Les marchés financiers ont très mal réagi, la semaine dernière, à la publication d'indicateurs économiques américains plutôt encourageants: augmentation des ventes des détaillants, des mises en chantier, des permis de bâtir, des prix à la consommation, de la confiance et de l'indice de confiance des PME, jumelée à une diminution des demandes initiales d'assurance chômage qui faisait suite à la baisse du taux de chômage publiée la semaine précédente.

Tout cela ne signifie-t-il pas qu'augmente la probabilité que la Réserve fédérale (Fed) commence à ralentir le rythme de sa planche à billets dès septembre?

Bien sûr que si, n'en déplaise aux spéculateurs qui carburent au crédit facile.
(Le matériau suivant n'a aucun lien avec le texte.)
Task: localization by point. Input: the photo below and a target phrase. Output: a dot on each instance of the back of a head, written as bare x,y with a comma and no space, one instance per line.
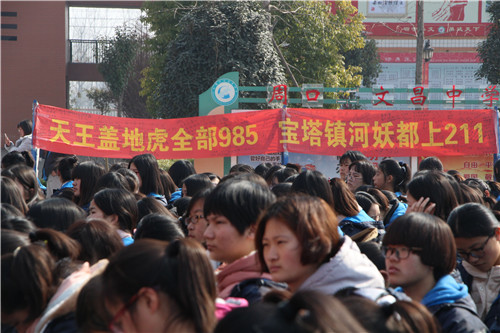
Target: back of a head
11,194
157,226
352,155
180,170
88,172
240,201
65,167
55,213
397,317
344,201
120,202
149,205
91,314
167,268
196,183
310,311
97,238
241,168
314,183
113,180
431,163
436,186
472,220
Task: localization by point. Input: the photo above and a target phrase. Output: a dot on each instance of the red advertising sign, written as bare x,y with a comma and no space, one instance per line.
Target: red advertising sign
311,131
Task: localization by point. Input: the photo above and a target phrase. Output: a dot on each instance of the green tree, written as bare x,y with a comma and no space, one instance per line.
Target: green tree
213,38
124,58
313,40
489,50
368,59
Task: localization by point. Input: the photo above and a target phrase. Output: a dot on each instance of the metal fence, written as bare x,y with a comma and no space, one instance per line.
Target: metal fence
87,51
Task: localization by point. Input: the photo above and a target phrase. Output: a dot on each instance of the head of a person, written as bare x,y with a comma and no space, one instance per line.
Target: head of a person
262,168
195,183
282,175
55,213
65,167
168,184
91,314
400,316
232,210
146,168
17,223
360,173
158,226
195,220
131,177
17,157
382,200
392,175
314,183
27,284
98,239
12,239
369,204
344,201
151,205
477,235
346,159
307,311
145,288
12,195
418,246
430,163
85,176
496,170
294,237
25,127
113,180
241,168
437,187
26,180
180,170
118,207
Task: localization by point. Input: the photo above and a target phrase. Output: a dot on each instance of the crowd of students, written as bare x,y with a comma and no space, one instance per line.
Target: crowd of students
277,248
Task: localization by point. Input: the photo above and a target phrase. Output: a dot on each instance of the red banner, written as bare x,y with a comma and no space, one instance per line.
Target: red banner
311,131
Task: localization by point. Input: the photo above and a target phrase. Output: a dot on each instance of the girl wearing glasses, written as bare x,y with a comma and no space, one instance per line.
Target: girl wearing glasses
477,237
419,257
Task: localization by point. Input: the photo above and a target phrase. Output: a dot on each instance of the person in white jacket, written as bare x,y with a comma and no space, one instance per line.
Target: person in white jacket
24,143
298,242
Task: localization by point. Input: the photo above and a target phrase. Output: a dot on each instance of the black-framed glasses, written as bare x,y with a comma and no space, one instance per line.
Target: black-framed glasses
475,253
401,253
194,219
113,325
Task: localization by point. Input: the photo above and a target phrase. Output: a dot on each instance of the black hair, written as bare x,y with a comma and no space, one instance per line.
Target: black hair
241,202
148,169
431,163
158,226
472,220
88,172
26,125
55,213
66,166
180,170
196,183
352,155
120,202
400,171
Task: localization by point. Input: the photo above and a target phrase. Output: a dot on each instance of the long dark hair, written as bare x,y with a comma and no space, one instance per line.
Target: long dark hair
169,268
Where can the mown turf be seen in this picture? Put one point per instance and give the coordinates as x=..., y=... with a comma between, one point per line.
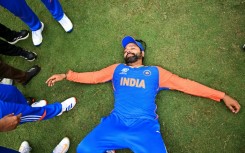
x=197, y=40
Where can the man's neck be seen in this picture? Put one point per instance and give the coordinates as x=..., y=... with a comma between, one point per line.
x=136, y=64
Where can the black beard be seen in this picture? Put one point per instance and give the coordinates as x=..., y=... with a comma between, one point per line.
x=131, y=59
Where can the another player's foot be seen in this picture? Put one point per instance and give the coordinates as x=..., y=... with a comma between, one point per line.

Si l'économie réelle se porte un peu mieux, on ne peut que s'en réjouir.

Cette situation met surtout en relief combien il devient difficile pour les banquiers centraux de communiquer leurs intentions clairement et de manière transparente.

En mai, le président de la Réserve fédérale, Ben S. Bernanke, avait évoqué une première fois que la troisième ronde de détente quantitative (DQ3) annoncée en décembre n'était pas éternelle. Le 19 juin, en conférence de presse, il avait évoqué un scénario selon lequel la Fed pourrait ralentir dès l'automne le rythme de ses achats mensuels de 85 milliards US en obligations du Trésor américain et en titres adossés à des créances hypothécaires, ce qu'on appelle la DQ3, et que celle-ci pourrait être terminée l'été prochain.

Beaucoup y ont vu un resserrement monétaire imminent, ce qui n'est pas du tout le cas. Il s'agit plutôt d'une augmentation moins rapide de la DQ3.

Le taux directeur, qui évolue dans une fourchette de 0 à 0,25% depuis décembre 2008, restera en place au moins tant et aussi longtemps que le taux de chômage ne se stabilisera pas à au plus 6,5%, à moins que les perspectives d'inflation ne dépassent les 2,5% sur un horizon de 12 à 18 mois.

Le taux de chômage était de 7,4% en juillet, tandis que l'augmentation annuelle du coût de la vie était de 2,0% en juin.

Même si la Fed a le double mandat d'assurer la stabilité des prix et de maximiser l'emploi, on peut s'étonner qu'elle ait retenu le taux de chômage comme baromètre du marché du travail.

Le taux de chômage, défini comme le nombre de personnes cherchant activement un emploi ou mises à pied pour un temps défini en proportion des gens qui détiennent ou cherchent activement un emploi, n'est pas un bon indicateur de la santé du marché du travail.

Le taux d'emploi, défini comme le nombre de personnes qui travaillent parmi la population active, ou le taux d'activité, qui correspond à la proportion des gens âgés de 15 ans et plus (16 ans aux États-Unis) qui détiennent un emploi, sont de bien meilleurs indicateurs.

Comparons les taux de participation, d'emploi et de chômage du Québec et des États-Unis pour mieux comprendre.

On a déploré, avec raison, la détérioration du marché du travail au Québec cette année et on salue l'amélioration de celui des États-Unis. Après tout, le taux de chômage n'est-il pas passé de 7,9% à 8,2% chez nous, de juin à juillet, alors qu'il a reculé de 2 dixièmes, à 7,4%, chez nos voisins?

À y regarder de plus près, on constate plutôt que le marché du travail américain demeure plus mal en point que celui du Québec, bien que la détérioration de ce dernier ait de quoi inquiéter.

Chez nos voisins, le taux d'activité n'est que de 63,4% et le taux d'emploi, de 58,7%. Les taux respectifs du Québec sont de 65,1% et 59,8%.

Bref, le taux de chômage plus faible des États-Unis reflète surtout un nombre plus élevé de décrocheurs de la population active, ce qui peut difficilement être compris comme un signe de santé.

Voilà pourquoi on ne doit pas s'attendre à ce que la Banque du Canada se fixe une cible de chômage avant de commencer à normaliser son taux.

La nouvelle formule concoctée par Stephen Poloz paraît beaucoup moins sujette à confusion. La revoici pour mémoire: «Tant que l'économie canadienne affichera une marge importante de capacités inutilisées, que les perspectives en matière d'inflation resteront faibles et que l'évolution des déséquilibres dans le secteur des ménages continuera d'être constructive, la détente monétaire considérable en place actuellement demeurera appropriée.»